The restaurants overlooking the harbour were going like a fair and suddenly, we were hungry! An unplanned lunch awaited…

‘Le St Jean’ was busy and had a good looking menu plus, I always like a good location and this overlooked the marina.

We managed to get two seats perched a bit precariously at a high table, but without a reservation, this was as good as it got. Chicken Caesar Salad for me and Chris had Octopus Salad, both really good. Ice cream sundaes to finish – excellent meal all round and quite reasonable price wise. It doesn’t fare that well in TripAdvisor reviews but we wouldn’t hesitate to go back.
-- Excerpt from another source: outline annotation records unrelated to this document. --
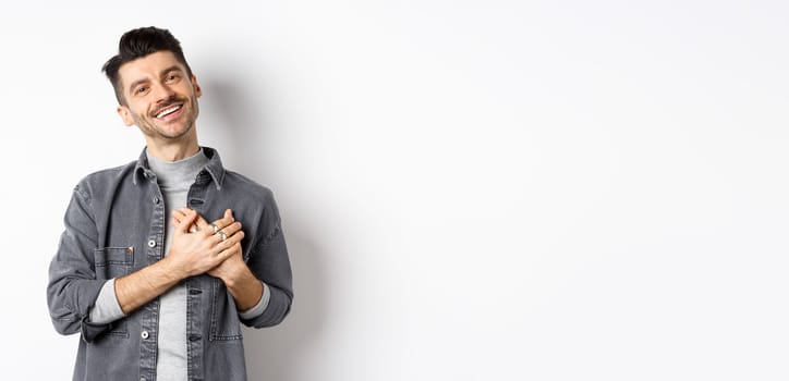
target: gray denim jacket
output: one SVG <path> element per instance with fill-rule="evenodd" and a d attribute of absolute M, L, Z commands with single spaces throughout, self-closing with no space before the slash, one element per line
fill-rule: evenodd
<path fill-rule="evenodd" d="M 189 380 L 246 380 L 240 323 L 270 327 L 288 315 L 293 299 L 290 260 L 271 192 L 227 171 L 216 150 L 203 149 L 209 162 L 190 188 L 187 206 L 208 221 L 233 210 L 245 233 L 244 261 L 271 297 L 263 315 L 243 320 L 219 279 L 186 279 Z M 156 379 L 158 299 L 109 324 L 92 323 L 89 310 L 107 280 L 165 256 L 165 219 L 170 216 L 162 200 L 145 150 L 137 161 L 93 173 L 74 188 L 47 286 L 54 329 L 82 335 L 73 380 Z"/>

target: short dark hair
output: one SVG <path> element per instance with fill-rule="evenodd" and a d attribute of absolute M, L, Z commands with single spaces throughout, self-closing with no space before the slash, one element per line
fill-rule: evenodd
<path fill-rule="evenodd" d="M 155 26 L 129 30 L 121 36 L 121 41 L 118 44 L 118 54 L 109 59 L 101 67 L 101 71 L 107 74 L 107 78 L 112 83 L 112 88 L 116 90 L 116 98 L 120 105 L 125 105 L 123 88 L 121 88 L 121 78 L 118 74 L 121 65 L 157 51 L 169 51 L 173 53 L 178 62 L 186 67 L 186 74 L 190 78 L 192 77 L 192 69 L 183 57 L 181 42 L 175 39 L 170 30 Z"/>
We headed out of St Jean via the coastal path (Sentier Littoral) then decided to head over the top of the peninsula via the beautiful Villa Rothschild. We’d visited it and its gorgeous gardens before but just passed the gates this time before finding – finally – the route back along the other side of Cap Ferrat to Villefranche. Lovely villas line this side too – we look over to them from our balcony – and there were one or two small beaches at the bottom of steep steps. Some villas had their own little stone jetties – it all looked exquisite and ultra exclusive.

Elegant private villas

But soon we were back at the steps above Villefranche’s beach and strolling by its sands on the walkway.

Stopped for a mocktail (for me) and some rose wine for Chris at the Welcome Hotel terrace again, enjoying our last afternoon in the Cote D’Azur.
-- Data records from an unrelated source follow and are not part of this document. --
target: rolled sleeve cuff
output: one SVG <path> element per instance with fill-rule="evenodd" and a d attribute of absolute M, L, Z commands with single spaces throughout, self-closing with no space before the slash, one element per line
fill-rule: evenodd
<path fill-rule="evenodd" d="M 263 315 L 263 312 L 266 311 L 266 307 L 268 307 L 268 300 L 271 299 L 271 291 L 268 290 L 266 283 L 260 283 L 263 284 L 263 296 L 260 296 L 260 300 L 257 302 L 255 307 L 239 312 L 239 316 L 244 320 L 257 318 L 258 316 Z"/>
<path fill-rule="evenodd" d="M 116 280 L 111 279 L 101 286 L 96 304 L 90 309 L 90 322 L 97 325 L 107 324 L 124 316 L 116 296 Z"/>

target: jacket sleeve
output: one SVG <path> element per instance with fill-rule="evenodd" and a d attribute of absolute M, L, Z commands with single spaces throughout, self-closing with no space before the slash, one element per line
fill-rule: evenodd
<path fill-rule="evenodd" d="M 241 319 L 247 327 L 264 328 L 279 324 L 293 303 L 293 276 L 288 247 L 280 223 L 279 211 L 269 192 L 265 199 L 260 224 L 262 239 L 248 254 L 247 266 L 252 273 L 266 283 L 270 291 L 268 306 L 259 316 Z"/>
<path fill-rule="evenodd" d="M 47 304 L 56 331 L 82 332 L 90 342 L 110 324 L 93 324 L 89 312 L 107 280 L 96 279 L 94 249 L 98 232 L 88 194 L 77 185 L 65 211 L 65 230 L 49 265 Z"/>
Non alcoholic Mojito cocktail by the sea
Living dangerously – another Mojito Mocktail

Drinks on the balcony which we just wanted to enjoy as the sun went down, then our usual cold things for dinner. I also had quite a lot of sweet treats left – bliss – the diet would start tomorrow! Gradually, the sun went down…

Our balcony and dinner in

Sunset on the last night from the balcony
Sunset from the balcony

The moon came up again, casting the yachts and little boats berthed offshore in silhouette. The lights of the villas above Villefranche sparkled like bright stars all around the bay as another soft, autumn night descended over the South of France.

The end of ‘ A Week to Remember’ in this lovely, lovely part of Europe, much busier and built up – yes – than in the days of Cary Grant and Deborah Kerr when they stepped off their ship and drove up through Villefranche sur Mer in a smart little sports car. We didn’t quite match that style or glamour by a long way but our own affair with this wonderful area continues.